I think the math here should be right, although perhaps the confusion here is be...

lalaland1125 · on May 24, 2020

The problem is that you are equally likely to get a BBBAAA ordering which would give you the same Type 1 error as AAABBB in the case where A and B have the same distribution.

The main key to remember when deriving a p value is that you are computing the probability of seeing an outcome at least as extreme given the null hypothesis, not the probability of seeing your particular outcome.

saeranv · on May 24, 2020

I see your point. But isn't that only true for two-tailed tests? This sort of ordering problem seems more suited to a one-tailed test. Let's say for example, we represent the bins of the probability distribution as the number of B's we can obtain (0, 1, 2, or 3).

In this case I am defining the statistical significance of our test ordering (AAABBB) as anything less than or equal to 0.05 of our probability distribution - which corresponds to the 0 Bs bin. This corresponds to a one-sided confidence interval of 95%.

What am I doing wrong?

lalaland1125 · on May 25, 2020

A one sided test is only valid if you know that it's not possible to get a result in the other direction. In the general case you don't know for certain that B can't be faster than A. One sided tests are almost always invalid as it's very difficult to know that the other direction is impossible.

If this doesn't make sense, I would recommend running simulations under the null hypothesis. You will see that 5% of the time you will falsely conclude that A < B and that in another 5% of the time you will conclude that B < A, leading to an overall false positive rate of 10%.

saeranv · on May 26, 2020

I think I'm finally starting to see the heart of the problem now.

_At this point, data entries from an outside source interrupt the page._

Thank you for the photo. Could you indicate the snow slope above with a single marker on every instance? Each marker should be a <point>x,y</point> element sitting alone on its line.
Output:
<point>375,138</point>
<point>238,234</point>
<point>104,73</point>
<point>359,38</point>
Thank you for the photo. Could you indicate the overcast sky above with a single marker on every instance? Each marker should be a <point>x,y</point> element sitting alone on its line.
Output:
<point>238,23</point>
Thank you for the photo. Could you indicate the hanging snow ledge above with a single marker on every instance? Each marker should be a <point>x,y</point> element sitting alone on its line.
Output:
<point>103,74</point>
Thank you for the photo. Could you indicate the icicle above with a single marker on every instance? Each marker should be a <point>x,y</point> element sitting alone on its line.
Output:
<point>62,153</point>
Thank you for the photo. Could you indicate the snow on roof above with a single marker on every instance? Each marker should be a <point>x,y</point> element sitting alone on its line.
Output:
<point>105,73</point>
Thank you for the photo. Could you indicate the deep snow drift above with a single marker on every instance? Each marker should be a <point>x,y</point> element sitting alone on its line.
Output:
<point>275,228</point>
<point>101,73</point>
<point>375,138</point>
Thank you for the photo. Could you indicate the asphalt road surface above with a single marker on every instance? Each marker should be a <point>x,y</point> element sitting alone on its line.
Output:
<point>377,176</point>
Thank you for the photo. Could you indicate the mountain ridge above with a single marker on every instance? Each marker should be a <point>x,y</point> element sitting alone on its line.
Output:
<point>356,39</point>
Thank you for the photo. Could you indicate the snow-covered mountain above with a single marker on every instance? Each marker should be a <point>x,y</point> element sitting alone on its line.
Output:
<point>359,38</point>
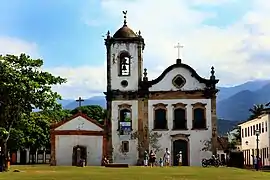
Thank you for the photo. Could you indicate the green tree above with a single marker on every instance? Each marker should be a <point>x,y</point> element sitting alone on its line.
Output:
<point>23,87</point>
<point>256,111</point>
<point>31,132</point>
<point>93,111</point>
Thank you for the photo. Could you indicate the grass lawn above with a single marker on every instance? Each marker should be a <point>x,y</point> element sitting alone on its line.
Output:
<point>45,172</point>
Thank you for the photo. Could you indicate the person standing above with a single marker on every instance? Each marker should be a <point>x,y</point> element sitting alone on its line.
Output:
<point>255,162</point>
<point>167,157</point>
<point>145,158</point>
<point>152,158</point>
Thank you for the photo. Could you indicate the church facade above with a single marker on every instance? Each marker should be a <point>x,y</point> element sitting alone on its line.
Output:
<point>177,110</point>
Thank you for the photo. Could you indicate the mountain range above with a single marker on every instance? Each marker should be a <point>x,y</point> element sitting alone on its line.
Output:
<point>233,103</point>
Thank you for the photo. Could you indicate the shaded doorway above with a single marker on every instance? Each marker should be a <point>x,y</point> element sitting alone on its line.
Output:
<point>79,153</point>
<point>180,146</point>
<point>23,155</point>
<point>13,157</point>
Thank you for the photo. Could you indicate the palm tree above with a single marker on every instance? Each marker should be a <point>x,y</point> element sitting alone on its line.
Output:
<point>256,110</point>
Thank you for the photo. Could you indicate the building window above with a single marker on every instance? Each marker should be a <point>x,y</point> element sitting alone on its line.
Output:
<point>199,116</point>
<point>180,116</point>
<point>125,119</point>
<point>125,146</point>
<point>160,117</point>
<point>124,64</point>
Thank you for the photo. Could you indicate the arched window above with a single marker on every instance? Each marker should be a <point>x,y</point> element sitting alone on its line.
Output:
<point>124,64</point>
<point>180,118</point>
<point>199,116</point>
<point>125,120</point>
<point>160,117</point>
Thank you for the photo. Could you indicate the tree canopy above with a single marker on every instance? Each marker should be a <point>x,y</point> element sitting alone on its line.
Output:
<point>256,111</point>
<point>23,87</point>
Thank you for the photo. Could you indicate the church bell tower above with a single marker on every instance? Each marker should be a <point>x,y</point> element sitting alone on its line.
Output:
<point>124,59</point>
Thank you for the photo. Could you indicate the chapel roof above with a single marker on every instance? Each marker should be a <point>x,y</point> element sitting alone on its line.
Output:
<point>222,143</point>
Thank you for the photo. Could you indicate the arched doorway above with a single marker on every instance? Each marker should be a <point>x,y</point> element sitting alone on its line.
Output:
<point>79,152</point>
<point>23,156</point>
<point>180,145</point>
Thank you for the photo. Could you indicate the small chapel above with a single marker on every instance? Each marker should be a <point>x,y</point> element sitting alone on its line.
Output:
<point>76,138</point>
<point>177,110</point>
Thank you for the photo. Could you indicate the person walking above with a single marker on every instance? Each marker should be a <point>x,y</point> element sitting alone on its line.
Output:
<point>152,158</point>
<point>255,162</point>
<point>145,158</point>
<point>167,157</point>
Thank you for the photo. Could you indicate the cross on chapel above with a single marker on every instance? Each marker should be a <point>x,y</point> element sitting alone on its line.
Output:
<point>178,46</point>
<point>80,100</point>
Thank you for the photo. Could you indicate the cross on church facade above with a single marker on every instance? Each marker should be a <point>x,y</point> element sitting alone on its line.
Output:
<point>178,46</point>
<point>80,100</point>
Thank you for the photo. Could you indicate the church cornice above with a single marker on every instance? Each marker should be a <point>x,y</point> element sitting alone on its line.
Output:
<point>208,82</point>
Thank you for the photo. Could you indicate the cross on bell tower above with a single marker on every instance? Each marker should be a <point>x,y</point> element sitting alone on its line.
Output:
<point>80,100</point>
<point>178,46</point>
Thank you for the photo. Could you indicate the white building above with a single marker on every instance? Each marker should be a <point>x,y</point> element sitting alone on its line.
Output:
<point>177,110</point>
<point>78,137</point>
<point>248,139</point>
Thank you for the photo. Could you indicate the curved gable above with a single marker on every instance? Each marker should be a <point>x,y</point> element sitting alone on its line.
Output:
<point>187,78</point>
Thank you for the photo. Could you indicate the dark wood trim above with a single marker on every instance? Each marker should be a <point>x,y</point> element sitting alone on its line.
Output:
<point>157,107</point>
<point>195,106</point>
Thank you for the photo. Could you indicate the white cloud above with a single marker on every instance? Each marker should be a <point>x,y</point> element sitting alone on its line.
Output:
<point>84,81</point>
<point>165,23</point>
<point>234,50</point>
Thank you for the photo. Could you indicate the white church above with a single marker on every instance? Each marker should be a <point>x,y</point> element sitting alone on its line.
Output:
<point>177,110</point>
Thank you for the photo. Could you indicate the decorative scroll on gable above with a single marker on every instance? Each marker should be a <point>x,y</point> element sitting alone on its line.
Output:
<point>179,78</point>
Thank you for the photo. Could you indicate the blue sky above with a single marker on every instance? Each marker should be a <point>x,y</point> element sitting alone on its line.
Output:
<point>68,34</point>
<point>58,28</point>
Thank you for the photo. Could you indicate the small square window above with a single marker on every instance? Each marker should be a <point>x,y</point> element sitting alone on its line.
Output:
<point>125,146</point>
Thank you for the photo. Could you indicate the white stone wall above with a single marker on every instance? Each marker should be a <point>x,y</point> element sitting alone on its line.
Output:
<point>81,123</point>
<point>132,156</point>
<point>64,149</point>
<point>196,138</point>
<point>116,49</point>
<point>166,83</point>
<point>249,142</point>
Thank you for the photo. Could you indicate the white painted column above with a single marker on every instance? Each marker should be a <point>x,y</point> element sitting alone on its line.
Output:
<point>36,158</point>
<point>44,156</point>
<point>18,156</point>
<point>27,156</point>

> You will see that 5% of the time you will falsely conclude that A < B and that in another 5% of the time you will conclude that B < A, leading to an overall false positive rate of 10%.

From my perspective, this makes perfect sense, since I know there is a 1 / 20 chance of getting 3 AAAs based on the combinations formula. Where I think I am having trouble is why the p value needs to be derived to account for both these extremes.

Earlier you wrote: > The main key to remember when deriving a p value is that you are computing the probability of seeing an outcome at least as extreme given the null hypothesis, not the probability of seeing your particular outcome.

This is where the confusion is coming from for me. Based on this definition of the p-value everything you say makes sense. But, I don't understand what the point of deriving a p value this way is, or what it tells us. And to clarify, I'm not saying your wrong, more that I just need to read up on p-value derivation to understand this.